Tuesday Night at The Lockwood's
Tonight was Tuesday night at the Lockwood's. The children come over for supper and we spend lots of time laughing and enjoying the meal.
I am always trying to snap pictures of everyone and sometimes they just don't want to co-operate with me. For instance, tonight Melanie made a face every single time I pointed the camera in her direction. So the only pictures I got of her and Casi, are one with her making some strange face. Not so sure she would want them on the blog so I left them out. Children love to tease their parents, no matter how old they are ! I will get her next time for sure : )
We had Amish Oven Fried Chicken, boiled new potatoes, corn on the cob, Amish fried onion patties, cole slaw and potato rolls.
For dessert there was "left over" sweet potato cake and some ice cream.

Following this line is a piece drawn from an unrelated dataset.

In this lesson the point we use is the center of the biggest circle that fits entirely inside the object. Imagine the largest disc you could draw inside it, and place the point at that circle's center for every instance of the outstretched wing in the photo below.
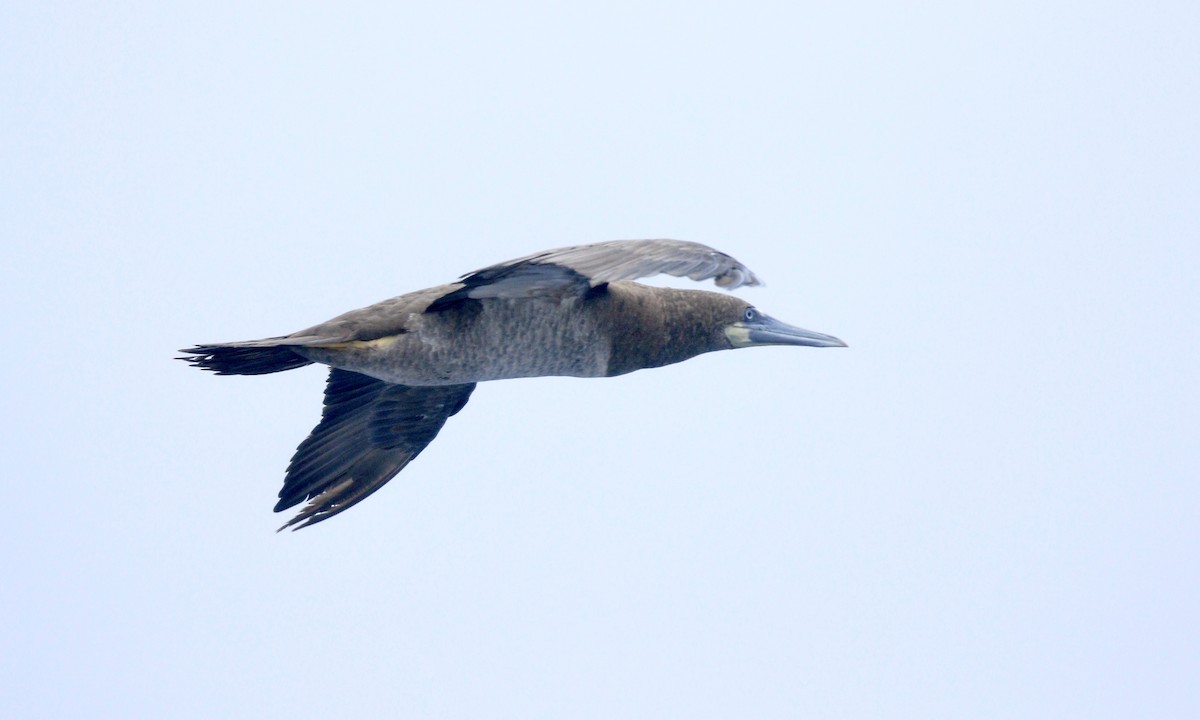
(582, 267)
(369, 431)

Everyone seemed satisfied when they left the table.
Its so much fun cooking for the family. I just love sitting back and seeing everyone so happy.
I did take this opportunity to remind them all that it is a week until my birthday, of course they all laughed at my "childlike enthusiasm".
I will share the recipe for the Amish Oven Fried Chicken. Its so good and always moist.
this is from the cookbook "Cooking from quilt Country" by Marcia Adams
OVEN FRIED CHICKEN
serves 4-5
This is the best fried chicken recipe I've tried, bar none. Its is quick to prepare and doesn't require watching. The outside is crusty, and the inside is moist. The flour mixture can be made up in large amounts and stored to use as needed.
1/3 cup vegetable oil
1/3 cup (2/3 stick) butter
1 cup all purpose flour
1 teaspoon salt
2 teaspoons black pepper
2 teaspoons paprika
1 teaspoon garlic salt
1 teaspoon dried marjoram (optional)
8-9 chicken pieces - legs, thighs, breasts
Place the oil and butter in a shallow cooking pan ( a jelly roll pan is perfect) and put in a preheated 375 oven to melt. Set aside.
In a large paper sack, combine the flour and seasonings. Roll the chicken pieces, 3 at a time, in the melted oil-butter mixture, then drop them in the sack and shake to cover. Place on a dish or wax paper until you have them all done.
Place the chicken in the pan, skin side down. Bake for 45 minutes. With a spatula, turn over and bake 5-10 minutes longer, or until the top crust begins to bubble. Serve hot or cold, but the crust texture is better if the chicken is not refrigerated before eating. If you can afford the calories, the pan drippings make an absolutely divine gravy for either mashed potatoes or Baking Powder Biscuits.
The onion pattie recipe is in the same book. One of my favorite cookbooks. The photos are wonderful along with all the recipes.